About 1812, Fresnel was sent to Nyons, in the southern département of Drôme, to assist with the imperial highway that was to connect Spain and Italy. It is from Nyons that we have the first evidence of his interest in optics. On 15 May 1814, while work was slack due to Napoleon's defeat, Fresnel wrote a postscript to his brother Léonor, saying in part:
I would also like to have papers that might tell me about the discoveries of French physicists on the polarization of light. I saw in the Moniteur of a few months ago that Biot had read to the Institute a very interesting memoir on the polarization of light. Though I break my head, I cannot guess what that is. As late as 28 December he was still waiting for information, but by 10 February 1815 he had received Biot's memoir. (The Institut de France had taken over the functions of the French Académie des Sciences and other académies in 1795. In 1816 the Académie des Sciences regained its name and autonomy, but remained part of the institute.) In March 1815, perceiving Napoleon's return from Elba as "an attack on civilization", Fresnel departed without leave, hastened to Toulouse and offered his services to the royalist resistance, but soon found himself on the sick list. Returning to Nyons in defeat, he was threatened and had his windows broken. During the Hundred Days he was placed on suspension, which he was eventually allowed to spend at his mother's house in Mathieu. There he used his enforced leisure to begin his optical experiments.
== Contributions to physical optics ==
Fresnel made major contributions to several areas of physical optics. These included studies of diffraction (1815–1818), where he explained the colored fringes seen in shadows of objects illuminated by narrow beams, and conducted double-mirror experiments. He studied polarization (1816–1823), discovering that the two images produced by a birefringent crystal could not be combined to create a diffraction pattern. A third area that he studied was double refraction (1821–1826), where he found that neither of the two refractions in a topaz crystal could have been produced by ordinary spherical secondary waves.

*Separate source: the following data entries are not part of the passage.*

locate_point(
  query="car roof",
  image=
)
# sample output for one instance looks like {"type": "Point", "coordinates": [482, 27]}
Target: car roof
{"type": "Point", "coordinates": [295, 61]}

== Lighthouses and the Fresnel lens ==
On 21 June 1819, Fresnel was "temporarily" seconded by the Commission des Phares (Commission of Lighthouses) to review possible improvements in lighthouse illumination. By the end of August 1819, Fresnel recommended lentilles à échelons (lenses by steps) to replace the reflectors then in use, which reflected only about half of the incident light. Where Buffon's version was biconvex and in one piece, Fresnel's was plano-convex and made of multiple prisms for easier construction. In a public spectacle on the evening of 13 April 1821, his design was demonstrated by comparison with the most recent reflectors, which it suddenly rendered obsolete.
Fresnel's next lens was a rotating apparatus with eight "bull's-eye" panels, made in annular arcs by Saint-Gobain, giving eight rotating beams—to be seen by mariners as a periodic flash. Above and behind each main panel was a smaller, sloping bull's-eye panel of trapezoidal outline with trapezoidal elements. The official test, conducted on the unfinished Arc de Triomphe on 20 August 1822, was witnessed by the commission—and by Louis XVIII and his entourage—from 32 km away. The apparatus was reassembled at Cordouan Lighthouse under Fresnel's supervision. On 25 July 1823, the world's first lighthouse Fresnel lens was lit. In May 1824, Fresnel was promoted to secretary of the Commission des Phares, becoming the first member of that body to draw a salary, albeit in the concurrent role of Engineer-in-Chief. In the same year he designed the first fixed lens—for spreading light evenly around the horizon while minimizing waste above or below, in a beehive-shaped design. The second Fresnel lens to enter service was a fixed lens, of third order, installed at Dunkirk by 1 February 1825. It had a 16-sided polygonal plan. In 1825, Fresnel extended his fixed-lens design by adding a rotating array outside the fixed array. Each panel of the rotating array was to refract part of the fixed light from a horizontal fan into a narrow beam. Also in 1825, Fresnel unveiled the Carte des Phares (Lighthouse Map), calling for a system of 51 lighthouses plus smaller harbor lights, in a hierarchy of lens sizes (called orders, the first order being the largest), with different characteristics to facilitate recognition: a constant light (from a fixed lens), one flash per minute (from a rotating lens with eight panels), and two per minute (sixteen panels).
In late 1825, to reduce the loss of light in the reflecting elements, Fresnel proposed to replace each mirror with a catadioptric prism, through which the light would travel by refraction through the first surface, then total internal reflection off the second surface, then refraction through the third surface. The result was the lighthouse lens as we now know it. In 1826 he assembled a small model for use on the Canal Saint-Martin.